The move represents part of the New Jersey-based drugs giant’s previously-announced reorganisation project, ‘Plan to Win’ which was launched at the end of 2005 and has to date led to the elimination of 8,100 jobs. The latest cuts will “optimise our cost base and improve Merck's effectiveness”, said Kenneth Frazier, president of the firm’s Global Human Health unit.

He added that "with eight successful launches of Merck products approved in the USA since 2006 now behind us, and with an unexpected delay in a new product approval”, the company has decided to “accelerate the achievement of efficiencies we anticipate gaining as we transition to our new commercial model in the USA".

Mr Frazier was referring to the US Food and Drug Administration’s decision last week to issue a not approvable letter for MK-0524A (extended-release niacin/laropiprant) for the treatment of primary hypercholesterolemia or mixed dyslipidemia.
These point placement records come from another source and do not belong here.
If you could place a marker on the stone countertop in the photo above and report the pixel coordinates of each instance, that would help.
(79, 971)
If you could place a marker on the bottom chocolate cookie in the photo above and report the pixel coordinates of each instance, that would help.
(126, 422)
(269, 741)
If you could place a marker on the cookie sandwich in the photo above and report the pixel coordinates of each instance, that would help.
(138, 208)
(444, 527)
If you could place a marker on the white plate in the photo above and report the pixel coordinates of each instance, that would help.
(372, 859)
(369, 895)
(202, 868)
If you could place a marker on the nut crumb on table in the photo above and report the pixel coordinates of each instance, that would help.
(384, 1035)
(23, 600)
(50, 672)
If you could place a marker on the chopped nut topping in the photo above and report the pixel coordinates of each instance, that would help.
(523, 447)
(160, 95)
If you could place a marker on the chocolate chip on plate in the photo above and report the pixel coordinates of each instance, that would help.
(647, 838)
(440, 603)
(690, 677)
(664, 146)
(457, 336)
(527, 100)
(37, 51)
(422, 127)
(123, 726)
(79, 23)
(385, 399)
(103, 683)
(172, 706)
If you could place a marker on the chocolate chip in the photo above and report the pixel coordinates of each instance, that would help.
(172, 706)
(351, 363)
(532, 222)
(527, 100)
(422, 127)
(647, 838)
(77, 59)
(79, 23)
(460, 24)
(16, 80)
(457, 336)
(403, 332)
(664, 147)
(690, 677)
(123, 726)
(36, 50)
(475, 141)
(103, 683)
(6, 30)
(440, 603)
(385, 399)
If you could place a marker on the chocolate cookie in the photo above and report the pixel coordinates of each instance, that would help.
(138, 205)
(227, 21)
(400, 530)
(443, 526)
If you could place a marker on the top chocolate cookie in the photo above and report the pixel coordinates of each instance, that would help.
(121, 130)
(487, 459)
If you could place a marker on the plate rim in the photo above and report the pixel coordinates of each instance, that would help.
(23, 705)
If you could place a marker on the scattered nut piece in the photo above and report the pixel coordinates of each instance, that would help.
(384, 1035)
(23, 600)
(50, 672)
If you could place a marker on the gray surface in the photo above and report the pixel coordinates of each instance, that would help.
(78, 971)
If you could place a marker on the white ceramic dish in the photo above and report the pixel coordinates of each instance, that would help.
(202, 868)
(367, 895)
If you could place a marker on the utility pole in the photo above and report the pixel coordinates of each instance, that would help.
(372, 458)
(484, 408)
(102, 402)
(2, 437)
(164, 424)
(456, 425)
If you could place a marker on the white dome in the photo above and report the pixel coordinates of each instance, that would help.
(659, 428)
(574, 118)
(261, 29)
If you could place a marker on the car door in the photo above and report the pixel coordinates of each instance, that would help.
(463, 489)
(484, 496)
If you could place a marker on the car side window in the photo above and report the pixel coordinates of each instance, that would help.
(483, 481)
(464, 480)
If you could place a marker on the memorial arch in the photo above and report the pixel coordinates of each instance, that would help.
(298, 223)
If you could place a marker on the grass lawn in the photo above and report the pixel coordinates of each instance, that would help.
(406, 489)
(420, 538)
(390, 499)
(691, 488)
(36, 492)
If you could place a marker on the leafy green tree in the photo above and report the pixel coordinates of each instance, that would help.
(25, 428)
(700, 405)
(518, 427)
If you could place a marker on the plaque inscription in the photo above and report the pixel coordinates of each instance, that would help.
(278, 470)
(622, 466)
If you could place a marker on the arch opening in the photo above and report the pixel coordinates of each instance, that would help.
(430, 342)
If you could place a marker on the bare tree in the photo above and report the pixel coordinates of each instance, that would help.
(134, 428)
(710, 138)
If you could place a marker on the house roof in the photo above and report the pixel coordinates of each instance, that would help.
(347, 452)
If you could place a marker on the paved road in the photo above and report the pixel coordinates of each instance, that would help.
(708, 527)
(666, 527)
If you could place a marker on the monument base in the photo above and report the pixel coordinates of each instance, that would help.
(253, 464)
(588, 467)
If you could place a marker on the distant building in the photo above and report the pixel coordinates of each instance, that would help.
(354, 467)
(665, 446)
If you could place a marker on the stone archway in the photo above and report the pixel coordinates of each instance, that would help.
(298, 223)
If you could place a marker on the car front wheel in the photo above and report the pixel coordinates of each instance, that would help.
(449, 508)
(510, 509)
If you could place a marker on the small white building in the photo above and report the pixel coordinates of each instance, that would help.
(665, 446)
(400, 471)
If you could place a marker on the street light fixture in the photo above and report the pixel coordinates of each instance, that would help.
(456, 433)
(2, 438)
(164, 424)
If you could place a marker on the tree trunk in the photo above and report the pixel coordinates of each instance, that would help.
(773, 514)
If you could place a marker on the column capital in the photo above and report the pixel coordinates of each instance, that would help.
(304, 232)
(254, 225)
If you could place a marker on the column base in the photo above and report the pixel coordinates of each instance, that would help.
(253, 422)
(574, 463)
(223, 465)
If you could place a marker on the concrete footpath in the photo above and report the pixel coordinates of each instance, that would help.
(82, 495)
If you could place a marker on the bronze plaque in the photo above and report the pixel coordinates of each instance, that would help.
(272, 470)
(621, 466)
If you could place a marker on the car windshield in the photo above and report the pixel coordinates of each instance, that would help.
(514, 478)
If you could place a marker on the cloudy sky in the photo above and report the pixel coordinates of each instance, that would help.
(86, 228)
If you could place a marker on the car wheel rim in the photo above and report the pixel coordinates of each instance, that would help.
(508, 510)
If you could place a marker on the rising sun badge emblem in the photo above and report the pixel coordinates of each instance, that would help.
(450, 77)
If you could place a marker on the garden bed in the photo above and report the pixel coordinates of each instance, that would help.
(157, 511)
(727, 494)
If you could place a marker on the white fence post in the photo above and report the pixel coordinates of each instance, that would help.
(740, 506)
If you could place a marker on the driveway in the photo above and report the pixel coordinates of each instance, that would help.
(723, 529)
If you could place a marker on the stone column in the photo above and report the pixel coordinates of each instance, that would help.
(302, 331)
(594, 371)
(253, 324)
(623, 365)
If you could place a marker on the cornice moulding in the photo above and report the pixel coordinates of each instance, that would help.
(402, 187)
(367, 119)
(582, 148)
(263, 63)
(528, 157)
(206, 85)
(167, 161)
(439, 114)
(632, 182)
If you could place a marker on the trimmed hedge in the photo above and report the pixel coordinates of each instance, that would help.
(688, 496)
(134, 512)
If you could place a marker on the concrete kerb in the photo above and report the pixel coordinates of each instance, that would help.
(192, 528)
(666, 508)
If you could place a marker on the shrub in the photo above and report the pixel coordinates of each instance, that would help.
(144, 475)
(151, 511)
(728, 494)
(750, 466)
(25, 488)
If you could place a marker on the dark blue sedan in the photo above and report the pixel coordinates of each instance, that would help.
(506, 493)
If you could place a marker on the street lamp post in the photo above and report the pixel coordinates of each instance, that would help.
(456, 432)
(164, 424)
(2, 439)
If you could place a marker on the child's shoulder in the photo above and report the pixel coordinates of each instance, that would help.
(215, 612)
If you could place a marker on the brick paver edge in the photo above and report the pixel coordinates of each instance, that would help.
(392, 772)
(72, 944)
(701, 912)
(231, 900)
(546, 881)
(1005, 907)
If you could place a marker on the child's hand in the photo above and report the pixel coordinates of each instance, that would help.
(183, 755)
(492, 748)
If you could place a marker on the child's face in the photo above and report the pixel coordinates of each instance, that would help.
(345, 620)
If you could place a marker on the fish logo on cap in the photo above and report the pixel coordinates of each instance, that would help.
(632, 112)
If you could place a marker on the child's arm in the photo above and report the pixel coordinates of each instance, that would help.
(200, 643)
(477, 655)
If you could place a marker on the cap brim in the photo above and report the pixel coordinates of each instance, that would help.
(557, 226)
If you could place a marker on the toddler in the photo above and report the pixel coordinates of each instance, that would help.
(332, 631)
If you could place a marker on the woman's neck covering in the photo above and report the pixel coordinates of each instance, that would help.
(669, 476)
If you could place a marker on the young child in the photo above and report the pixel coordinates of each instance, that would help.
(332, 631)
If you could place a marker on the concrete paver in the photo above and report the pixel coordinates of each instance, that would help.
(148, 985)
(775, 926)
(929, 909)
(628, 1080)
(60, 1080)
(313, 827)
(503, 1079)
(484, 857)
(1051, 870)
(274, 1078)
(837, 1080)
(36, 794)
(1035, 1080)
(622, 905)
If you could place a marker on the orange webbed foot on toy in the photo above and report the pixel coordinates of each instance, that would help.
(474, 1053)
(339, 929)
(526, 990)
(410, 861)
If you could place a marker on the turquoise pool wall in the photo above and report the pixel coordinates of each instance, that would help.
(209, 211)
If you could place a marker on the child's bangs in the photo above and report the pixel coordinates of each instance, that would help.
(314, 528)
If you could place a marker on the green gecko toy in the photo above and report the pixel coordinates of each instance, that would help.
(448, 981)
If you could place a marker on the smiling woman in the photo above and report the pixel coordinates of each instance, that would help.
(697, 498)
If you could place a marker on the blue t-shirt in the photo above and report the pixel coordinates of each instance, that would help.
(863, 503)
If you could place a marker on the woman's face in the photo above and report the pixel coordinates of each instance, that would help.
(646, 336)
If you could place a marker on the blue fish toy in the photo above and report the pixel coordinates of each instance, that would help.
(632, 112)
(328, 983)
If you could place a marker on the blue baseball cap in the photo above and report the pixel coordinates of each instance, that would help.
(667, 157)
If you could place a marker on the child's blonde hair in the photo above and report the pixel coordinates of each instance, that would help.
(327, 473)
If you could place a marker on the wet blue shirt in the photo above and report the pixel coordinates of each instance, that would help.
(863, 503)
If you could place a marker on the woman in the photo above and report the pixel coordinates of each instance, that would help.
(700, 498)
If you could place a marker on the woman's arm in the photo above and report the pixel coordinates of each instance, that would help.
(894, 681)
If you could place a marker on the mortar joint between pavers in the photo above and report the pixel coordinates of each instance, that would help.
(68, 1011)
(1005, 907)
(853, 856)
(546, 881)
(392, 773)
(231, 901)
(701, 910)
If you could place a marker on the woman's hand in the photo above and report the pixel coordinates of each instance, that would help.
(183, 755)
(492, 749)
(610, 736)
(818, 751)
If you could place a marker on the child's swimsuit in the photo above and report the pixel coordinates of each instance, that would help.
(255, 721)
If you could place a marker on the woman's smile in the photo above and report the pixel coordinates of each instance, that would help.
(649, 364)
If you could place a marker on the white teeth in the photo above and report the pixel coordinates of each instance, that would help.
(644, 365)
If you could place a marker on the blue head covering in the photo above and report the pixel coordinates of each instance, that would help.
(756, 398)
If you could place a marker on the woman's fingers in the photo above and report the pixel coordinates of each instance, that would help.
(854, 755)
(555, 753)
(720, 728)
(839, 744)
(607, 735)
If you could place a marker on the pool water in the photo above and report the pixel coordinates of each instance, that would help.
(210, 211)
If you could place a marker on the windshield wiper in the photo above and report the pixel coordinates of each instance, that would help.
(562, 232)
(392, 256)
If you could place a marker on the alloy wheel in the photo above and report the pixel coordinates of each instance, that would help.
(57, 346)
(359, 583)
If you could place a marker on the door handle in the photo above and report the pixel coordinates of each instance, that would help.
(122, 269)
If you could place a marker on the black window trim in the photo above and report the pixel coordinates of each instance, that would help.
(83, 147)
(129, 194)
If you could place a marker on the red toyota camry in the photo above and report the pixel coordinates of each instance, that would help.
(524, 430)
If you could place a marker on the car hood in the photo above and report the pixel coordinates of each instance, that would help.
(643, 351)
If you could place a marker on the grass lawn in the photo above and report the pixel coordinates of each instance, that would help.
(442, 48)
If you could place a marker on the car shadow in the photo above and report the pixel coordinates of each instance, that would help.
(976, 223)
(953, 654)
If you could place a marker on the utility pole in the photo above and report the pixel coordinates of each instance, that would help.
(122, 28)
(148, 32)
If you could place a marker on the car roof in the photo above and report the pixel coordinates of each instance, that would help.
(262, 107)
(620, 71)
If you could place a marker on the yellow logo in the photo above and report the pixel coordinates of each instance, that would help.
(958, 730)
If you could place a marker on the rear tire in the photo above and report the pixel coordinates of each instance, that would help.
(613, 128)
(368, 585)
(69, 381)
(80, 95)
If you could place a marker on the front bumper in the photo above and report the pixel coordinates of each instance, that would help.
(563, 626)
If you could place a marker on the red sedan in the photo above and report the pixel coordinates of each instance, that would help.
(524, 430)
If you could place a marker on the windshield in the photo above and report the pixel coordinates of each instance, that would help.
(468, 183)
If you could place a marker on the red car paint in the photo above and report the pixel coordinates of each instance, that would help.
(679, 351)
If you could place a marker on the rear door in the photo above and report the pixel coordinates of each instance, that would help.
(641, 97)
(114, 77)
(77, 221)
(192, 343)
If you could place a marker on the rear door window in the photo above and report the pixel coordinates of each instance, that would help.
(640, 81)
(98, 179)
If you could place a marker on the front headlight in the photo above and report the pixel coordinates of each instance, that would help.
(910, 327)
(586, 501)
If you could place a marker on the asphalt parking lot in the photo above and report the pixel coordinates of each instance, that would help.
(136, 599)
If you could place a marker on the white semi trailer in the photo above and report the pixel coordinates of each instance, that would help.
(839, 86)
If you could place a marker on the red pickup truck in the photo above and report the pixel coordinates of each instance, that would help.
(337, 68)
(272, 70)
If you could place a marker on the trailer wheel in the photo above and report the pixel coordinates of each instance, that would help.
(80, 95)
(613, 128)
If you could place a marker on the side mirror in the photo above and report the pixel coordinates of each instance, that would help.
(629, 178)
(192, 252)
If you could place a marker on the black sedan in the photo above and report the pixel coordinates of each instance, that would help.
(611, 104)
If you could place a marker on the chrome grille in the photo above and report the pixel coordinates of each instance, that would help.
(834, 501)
The move has taken the firm and analysts by surprise, seeing as how European regulators recommended approval just days before for the drug. That decision came just a day after the FDA rejected a proposed fixed combination of Merck’s Singulair (montelukast) and Schering-Plough’s Claritin (loratadine) for the treatment of allergic rhinitis symptoms in patients who want relief from nasal congestion.

Merck said that the job cuts, which will be completed by the end of July, will not cause any disruption in its service to customers. It concluded by saying that its employees will be treated with “fairness and respect” as this “difficult but necessary action” is taken.

The latest round of cuts, combined with 400 sales jobs eliminated last year, will affect about 20% of Merck’s 8,500-strong field force in the USA.